HIFU Consent Form
  • HIFU Consent Form

  • HIFU stands for High-Intensity Focus Ultrasound, HIFU is a non-surgical treatment that uses focused ultrasound technology to tighten and lift facial and body skin. HIFU effects 3 different layers of the superficial and dermis along with SMAS, which is the same layer of the tissue that surgeons pull tight in a facelift. As thermal energy safely heats this tissue, it contracts resulting in tightening of the skin and formation of new collagen, which provides a long-term tightening effect. HIFU directly delivers the ultrasound energy to skin and subcutaneous tissue that can stimulate and renew the skin’s collagen and thus consequently improving the texture and reducing sagging of the skin.

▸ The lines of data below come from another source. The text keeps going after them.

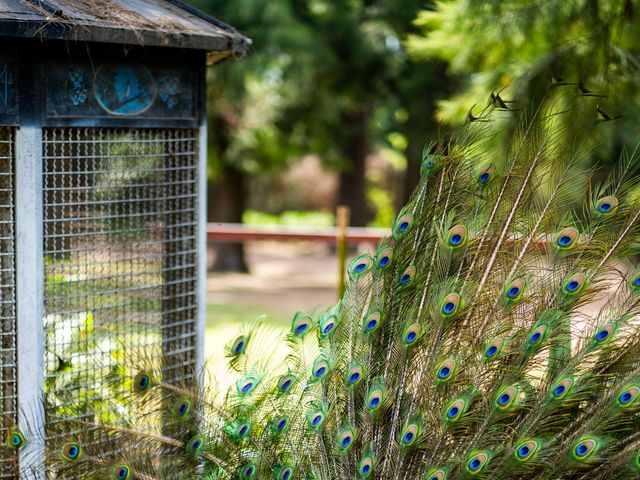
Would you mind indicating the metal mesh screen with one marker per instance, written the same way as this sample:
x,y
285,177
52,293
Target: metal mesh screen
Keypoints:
x,y
120,228
8,364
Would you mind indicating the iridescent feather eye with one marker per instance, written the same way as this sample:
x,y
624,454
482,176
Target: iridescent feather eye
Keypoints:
x,y
574,284
239,344
284,473
477,462
506,397
246,385
320,368
628,397
315,419
403,224
457,237
301,324
360,265
71,451
194,445
604,334
120,472
561,389
375,398
514,290
410,434
446,370
455,410
279,425
181,407
450,305
585,447
367,463
527,450
248,471
566,239
430,163
328,324
492,351
285,383
486,175
354,375
142,382
437,474
15,439
384,257
371,322
411,334
605,206
537,336
407,276
346,438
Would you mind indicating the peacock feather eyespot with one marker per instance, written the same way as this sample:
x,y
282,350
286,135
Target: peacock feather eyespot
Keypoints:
x,y
285,383
279,425
585,447
561,389
450,305
194,445
457,237
506,397
320,368
181,407
248,470
120,471
477,462
384,257
284,472
410,434
354,375
492,351
371,322
605,206
328,324
142,382
15,439
346,438
446,370
408,276
455,410
628,397
604,334
71,451
301,324
360,265
527,450
366,465
437,474
537,336
403,224
247,385
411,334
486,175
567,239
239,345
514,291
574,284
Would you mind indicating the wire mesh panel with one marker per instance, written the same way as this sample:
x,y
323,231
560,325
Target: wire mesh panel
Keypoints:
x,y
8,364
120,246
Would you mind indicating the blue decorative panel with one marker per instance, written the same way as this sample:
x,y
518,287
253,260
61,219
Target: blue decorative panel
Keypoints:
x,y
123,90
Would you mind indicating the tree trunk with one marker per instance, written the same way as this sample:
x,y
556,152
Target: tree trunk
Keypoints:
x,y
226,203
352,190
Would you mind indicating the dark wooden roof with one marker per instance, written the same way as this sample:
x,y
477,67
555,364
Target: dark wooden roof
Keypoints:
x,y
165,23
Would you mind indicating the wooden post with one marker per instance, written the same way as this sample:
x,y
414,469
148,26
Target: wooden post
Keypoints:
x,y
342,220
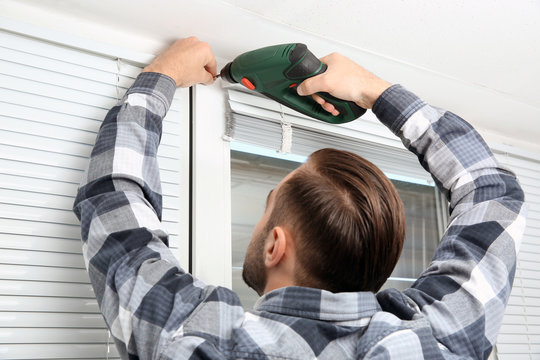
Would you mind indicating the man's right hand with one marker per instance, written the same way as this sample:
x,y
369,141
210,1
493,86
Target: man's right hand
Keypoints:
x,y
345,80
188,61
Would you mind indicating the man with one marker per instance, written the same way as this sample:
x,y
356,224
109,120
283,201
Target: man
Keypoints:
x,y
330,236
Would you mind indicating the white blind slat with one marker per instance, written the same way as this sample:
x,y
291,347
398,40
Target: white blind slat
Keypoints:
x,y
52,102
256,120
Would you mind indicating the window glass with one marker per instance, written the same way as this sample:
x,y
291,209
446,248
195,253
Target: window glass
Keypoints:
x,y
253,176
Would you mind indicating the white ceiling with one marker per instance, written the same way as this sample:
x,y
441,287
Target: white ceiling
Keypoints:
x,y
480,59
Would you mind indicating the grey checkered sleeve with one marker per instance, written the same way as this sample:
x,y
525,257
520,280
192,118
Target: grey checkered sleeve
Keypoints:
x,y
136,279
463,292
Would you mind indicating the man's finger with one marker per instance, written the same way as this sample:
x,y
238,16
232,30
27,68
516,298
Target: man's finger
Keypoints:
x,y
211,66
309,86
318,99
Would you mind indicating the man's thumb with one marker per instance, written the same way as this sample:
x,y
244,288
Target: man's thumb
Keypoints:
x,y
306,87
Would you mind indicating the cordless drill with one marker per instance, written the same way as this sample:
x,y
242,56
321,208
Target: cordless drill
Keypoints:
x,y
276,71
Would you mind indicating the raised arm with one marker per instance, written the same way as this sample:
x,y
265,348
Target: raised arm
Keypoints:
x,y
464,291
136,279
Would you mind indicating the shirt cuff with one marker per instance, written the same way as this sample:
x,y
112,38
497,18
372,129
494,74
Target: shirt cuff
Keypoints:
x,y
395,105
159,86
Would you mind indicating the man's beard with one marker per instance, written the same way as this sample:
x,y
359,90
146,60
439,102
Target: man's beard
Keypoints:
x,y
254,272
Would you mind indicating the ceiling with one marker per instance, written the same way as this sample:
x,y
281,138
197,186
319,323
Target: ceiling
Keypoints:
x,y
480,59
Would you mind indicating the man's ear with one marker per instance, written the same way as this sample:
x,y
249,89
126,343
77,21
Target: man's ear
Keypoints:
x,y
275,247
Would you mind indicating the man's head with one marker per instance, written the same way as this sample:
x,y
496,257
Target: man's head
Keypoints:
x,y
335,223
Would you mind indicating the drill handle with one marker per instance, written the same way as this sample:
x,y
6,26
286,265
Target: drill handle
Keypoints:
x,y
305,65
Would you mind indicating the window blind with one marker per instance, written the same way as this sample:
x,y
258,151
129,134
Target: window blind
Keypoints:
x,y
52,101
519,337
254,119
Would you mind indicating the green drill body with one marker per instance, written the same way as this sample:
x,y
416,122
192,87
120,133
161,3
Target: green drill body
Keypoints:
x,y
275,71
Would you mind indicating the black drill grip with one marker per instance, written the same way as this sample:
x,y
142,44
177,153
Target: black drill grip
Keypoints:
x,y
305,65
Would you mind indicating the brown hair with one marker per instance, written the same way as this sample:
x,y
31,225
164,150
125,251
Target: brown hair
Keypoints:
x,y
347,218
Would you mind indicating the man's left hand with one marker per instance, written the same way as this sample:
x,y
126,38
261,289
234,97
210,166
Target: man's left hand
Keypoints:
x,y
188,61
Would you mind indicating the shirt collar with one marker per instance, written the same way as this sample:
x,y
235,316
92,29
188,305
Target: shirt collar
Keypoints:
x,y
319,304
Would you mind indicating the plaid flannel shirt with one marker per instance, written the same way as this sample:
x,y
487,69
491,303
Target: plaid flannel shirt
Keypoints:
x,y
155,309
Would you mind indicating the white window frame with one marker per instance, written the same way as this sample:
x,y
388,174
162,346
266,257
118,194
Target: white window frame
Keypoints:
x,y
213,254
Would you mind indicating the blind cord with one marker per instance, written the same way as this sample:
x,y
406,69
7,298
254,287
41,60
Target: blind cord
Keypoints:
x,y
286,133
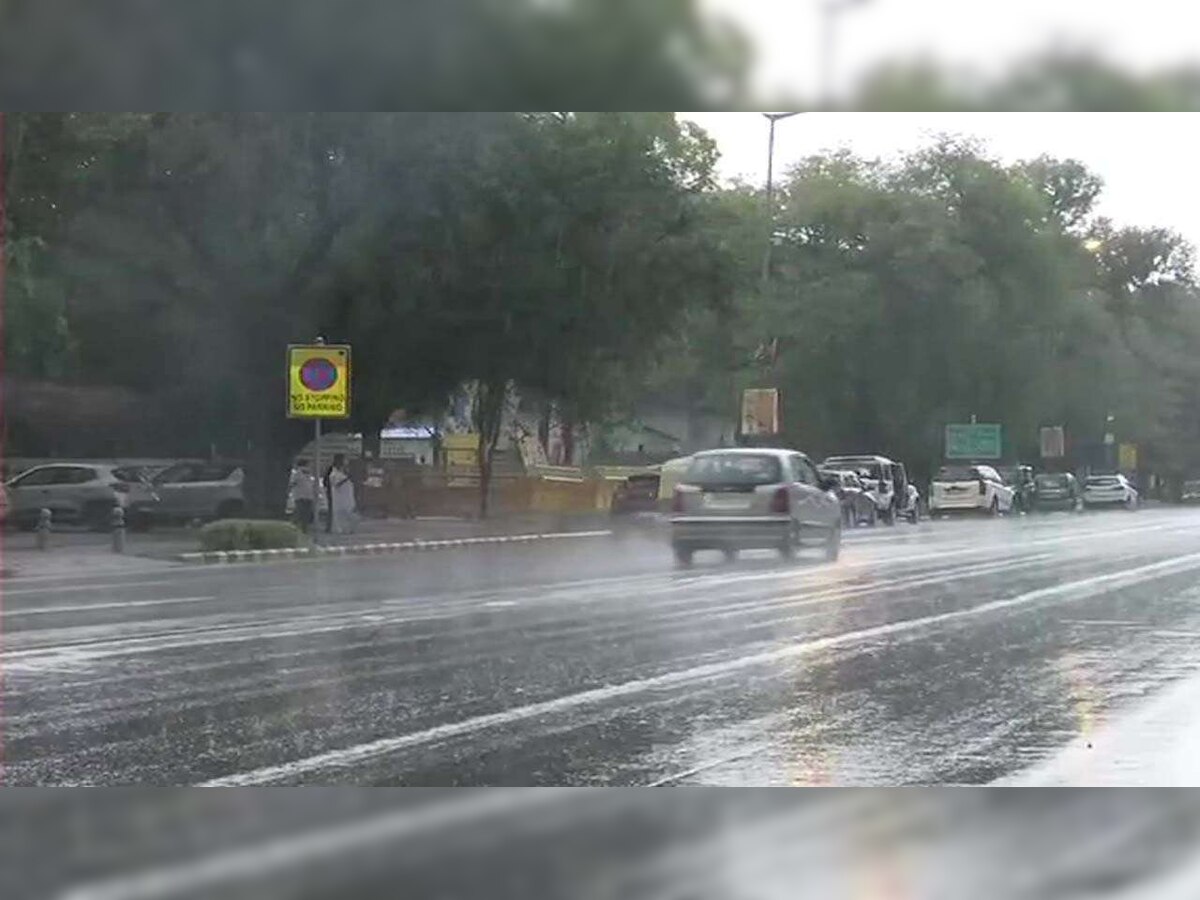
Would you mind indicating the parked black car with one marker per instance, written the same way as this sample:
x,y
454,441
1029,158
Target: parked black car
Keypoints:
x,y
1191,491
1020,479
857,507
637,493
1056,491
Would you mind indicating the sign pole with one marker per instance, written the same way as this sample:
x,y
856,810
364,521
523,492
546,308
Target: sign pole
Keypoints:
x,y
318,484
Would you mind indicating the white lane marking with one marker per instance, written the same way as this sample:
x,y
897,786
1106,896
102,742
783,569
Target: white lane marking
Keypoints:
x,y
207,875
118,605
58,655
345,757
73,588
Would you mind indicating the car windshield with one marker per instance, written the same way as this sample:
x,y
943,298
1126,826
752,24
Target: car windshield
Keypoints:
x,y
349,418
871,471
957,473
1053,480
735,469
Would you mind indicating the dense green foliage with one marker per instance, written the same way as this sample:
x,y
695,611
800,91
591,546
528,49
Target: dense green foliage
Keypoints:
x,y
910,294
591,262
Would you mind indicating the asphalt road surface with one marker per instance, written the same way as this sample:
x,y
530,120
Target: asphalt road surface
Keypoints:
x,y
961,652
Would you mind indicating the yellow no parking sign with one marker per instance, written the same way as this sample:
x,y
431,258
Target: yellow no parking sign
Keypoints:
x,y
319,381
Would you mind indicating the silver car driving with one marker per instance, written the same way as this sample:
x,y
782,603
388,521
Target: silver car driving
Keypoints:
x,y
754,498
79,492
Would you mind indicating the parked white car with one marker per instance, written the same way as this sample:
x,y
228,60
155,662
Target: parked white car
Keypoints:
x,y
1109,491
81,493
978,489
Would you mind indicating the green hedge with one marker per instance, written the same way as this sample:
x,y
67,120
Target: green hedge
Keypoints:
x,y
249,534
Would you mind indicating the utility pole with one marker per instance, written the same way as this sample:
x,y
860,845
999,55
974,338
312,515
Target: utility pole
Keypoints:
x,y
829,12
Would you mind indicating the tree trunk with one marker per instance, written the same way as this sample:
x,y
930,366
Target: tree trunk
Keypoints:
x,y
487,413
372,441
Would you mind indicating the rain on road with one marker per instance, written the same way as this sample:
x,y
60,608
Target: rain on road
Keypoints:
x,y
958,652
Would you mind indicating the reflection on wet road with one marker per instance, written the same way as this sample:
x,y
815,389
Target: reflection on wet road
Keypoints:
x,y
953,652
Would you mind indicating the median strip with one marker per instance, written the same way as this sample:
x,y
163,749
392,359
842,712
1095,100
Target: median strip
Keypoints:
x,y
357,550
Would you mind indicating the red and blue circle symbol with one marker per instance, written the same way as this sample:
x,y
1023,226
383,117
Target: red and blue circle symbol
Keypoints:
x,y
318,373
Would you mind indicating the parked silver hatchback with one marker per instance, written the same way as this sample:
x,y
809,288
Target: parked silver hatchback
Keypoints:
x,y
754,498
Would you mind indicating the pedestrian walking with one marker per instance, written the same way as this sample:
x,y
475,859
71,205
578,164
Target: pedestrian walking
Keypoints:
x,y
304,492
342,508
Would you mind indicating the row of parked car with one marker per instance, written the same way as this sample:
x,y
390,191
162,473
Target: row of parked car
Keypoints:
x,y
87,492
747,498
984,489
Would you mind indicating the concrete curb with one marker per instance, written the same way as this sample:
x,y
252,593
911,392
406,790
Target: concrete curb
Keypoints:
x,y
359,550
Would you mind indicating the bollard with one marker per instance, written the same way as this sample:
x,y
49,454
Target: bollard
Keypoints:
x,y
43,528
118,522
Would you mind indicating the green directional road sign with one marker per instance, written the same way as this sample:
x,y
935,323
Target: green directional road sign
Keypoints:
x,y
972,442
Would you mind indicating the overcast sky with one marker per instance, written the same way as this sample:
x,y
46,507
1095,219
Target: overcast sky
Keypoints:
x,y
1150,162
984,36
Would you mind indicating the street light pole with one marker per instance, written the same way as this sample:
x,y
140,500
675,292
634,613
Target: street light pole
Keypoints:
x,y
772,118
829,12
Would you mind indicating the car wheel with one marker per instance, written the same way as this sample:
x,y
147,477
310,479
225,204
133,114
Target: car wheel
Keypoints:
x,y
683,555
790,546
833,544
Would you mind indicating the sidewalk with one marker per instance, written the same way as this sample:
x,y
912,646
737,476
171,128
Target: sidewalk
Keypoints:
x,y
82,552
1153,744
84,562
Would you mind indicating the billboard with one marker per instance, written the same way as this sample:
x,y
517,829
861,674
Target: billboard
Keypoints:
x,y
972,442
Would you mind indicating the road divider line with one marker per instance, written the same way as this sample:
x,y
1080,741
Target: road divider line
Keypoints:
x,y
322,552
373,750
118,605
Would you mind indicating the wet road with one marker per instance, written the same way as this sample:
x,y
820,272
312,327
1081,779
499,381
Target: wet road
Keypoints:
x,y
953,652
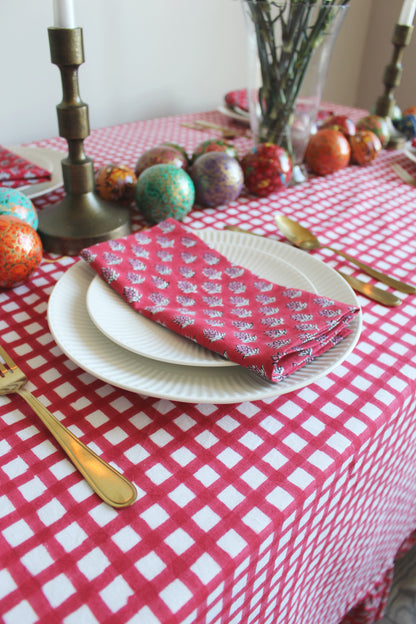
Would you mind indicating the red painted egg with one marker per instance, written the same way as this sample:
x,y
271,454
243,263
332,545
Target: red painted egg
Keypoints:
x,y
267,168
327,151
214,145
160,155
376,124
342,123
115,183
365,146
20,251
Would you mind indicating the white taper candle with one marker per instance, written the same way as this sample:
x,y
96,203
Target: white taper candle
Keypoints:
x,y
63,13
407,13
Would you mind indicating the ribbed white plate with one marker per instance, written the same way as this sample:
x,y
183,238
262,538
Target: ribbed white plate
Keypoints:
x,y
85,345
117,320
43,157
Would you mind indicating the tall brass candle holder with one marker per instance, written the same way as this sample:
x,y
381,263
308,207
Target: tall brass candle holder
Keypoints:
x,y
386,103
82,218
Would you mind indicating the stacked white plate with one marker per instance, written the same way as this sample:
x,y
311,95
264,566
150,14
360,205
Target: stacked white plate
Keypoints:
x,y
101,333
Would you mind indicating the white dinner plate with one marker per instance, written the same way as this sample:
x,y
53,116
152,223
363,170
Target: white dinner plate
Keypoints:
x,y
84,344
48,159
117,320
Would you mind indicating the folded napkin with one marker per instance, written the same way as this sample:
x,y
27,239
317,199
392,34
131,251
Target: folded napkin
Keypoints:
x,y
238,99
170,275
16,171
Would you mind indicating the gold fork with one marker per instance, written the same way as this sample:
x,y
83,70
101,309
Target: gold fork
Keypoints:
x,y
108,483
403,174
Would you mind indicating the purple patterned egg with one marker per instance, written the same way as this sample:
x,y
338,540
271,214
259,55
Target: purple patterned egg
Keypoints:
x,y
16,204
218,179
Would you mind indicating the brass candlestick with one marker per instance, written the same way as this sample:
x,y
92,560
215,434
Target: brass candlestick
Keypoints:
x,y
82,218
392,76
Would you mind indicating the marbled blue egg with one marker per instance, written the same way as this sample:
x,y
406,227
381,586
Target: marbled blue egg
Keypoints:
x,y
406,126
16,204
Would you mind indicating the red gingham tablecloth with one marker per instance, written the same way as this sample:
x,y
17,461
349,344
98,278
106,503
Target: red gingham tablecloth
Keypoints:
x,y
286,510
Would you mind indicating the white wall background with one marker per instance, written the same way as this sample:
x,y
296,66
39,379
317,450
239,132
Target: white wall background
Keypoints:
x,y
164,57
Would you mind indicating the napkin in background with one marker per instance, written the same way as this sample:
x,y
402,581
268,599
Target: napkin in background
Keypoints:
x,y
170,275
238,100
16,171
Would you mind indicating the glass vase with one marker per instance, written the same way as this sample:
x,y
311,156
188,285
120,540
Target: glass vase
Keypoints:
x,y
289,47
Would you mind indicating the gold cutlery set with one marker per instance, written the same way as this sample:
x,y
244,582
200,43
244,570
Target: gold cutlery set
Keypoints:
x,y
111,486
304,239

    Benefits of HIFU Treatments i) Wrinkle removal ii) Skin lifting and tightening iii) Skin smoothing improves sagging and other signs of the aging phenomenon iv) Suitable for face, neck, and body.

    As stated above, the purpose of this procedure is to tighten sagging skin in the areas indicated above. The procedure requires more than one treatment and may produce some reduction in the appearance of sagging skin and/or wrinkles.

    The total number of treatments and clinical results may vary between individuals. Most patients require a number of treatments over several months with gradual results occurring over this time. On occasion, there are patients that do not respond to treatments and so the outcome cannot be guaranteed.
    I was also informed about the other alternative methods as well as their benefits and disadvantages.
    I understand that for ideal results, this procedure can be combined with radio-frequency, surgical options. No guarantee, warranty, or assurance has been made to me as to the results that may be obtained.
    I am also aware that follow-up treatments may be necessary for desired results.
    Declaration
    1. I consent for the Upland Med Spa team to do my 4D HIFU treatment
    2. I am currently not on blood thinners, or if I am taking blood thinners, I have check with my prescribing physician and he/she has given me permission to have this procedure knowing the risks associated
    3. HIFU is a non-surgical treatment to tighten and lift sagging skin
    4. I understand that results vary from each individual and, occasionally, the collagen building on the inside that helps counter the effects of gravity does not have a visible effect on the outside.
    5. I understand that results will unfold over the course of 2-3 months and that some patients may benefit from more than one treatment.
    6. I also understand that a non-invasive HIFU treatment is not intended to produce the same results as an invasive surgical procedure.
    7. I understand that there can be discomfort during the treatment.
    8. I understand that the treated skin may appear red for a few hours, and experience slight swelling for the next few days or week post treatment
    9. I understand that it is not uncommon to experience a tingling sensation or tenderness in the area when it’s touched for a few days or week post treatment. This is usually mild and temporary in nature.
    10. Rarely some patients may experience temporary effects such as bruising, swelling and welts which resolves in hours to days.
    11. Numbness may occur and can resolve in days or weeks.
    12. As with any medical procedure, there are possible risks associated with the treatment. There is a remote risk of a burn that may or may not lead to scarring (either of which will respond to medical care), or temporary nerve inflammation, which will resolve in a matter of days to weeks.
    13. I understand that if I have dermal filler within the past 3 months or neurotoxin (Botox, Dysport) within the past 2 weeks. It is possible that the heat from HIFU may breakdown and diminish the effectiveness of such.
    14. I understand that after my treatment, it is recommended to avoid dermal filler injections for 2 months & neurotoxin (Botox, Dysport) for 2 weeks.
    15. I understand that I can take pain tablets such as Panadol prior to my treatment for pain management, if needed
    16. I understand the risks associated with this treatment and have discussed other alternative methods that are available
    17. I have read all the information provided in relation to this treatment.
    18. I will contact Upland Med Spa if I have any concerns about the treatment.
    19. I am over the age of 18 years old.
    20. I consent to photographs and video footage which will be retained as a private record for the clinic and practitioner.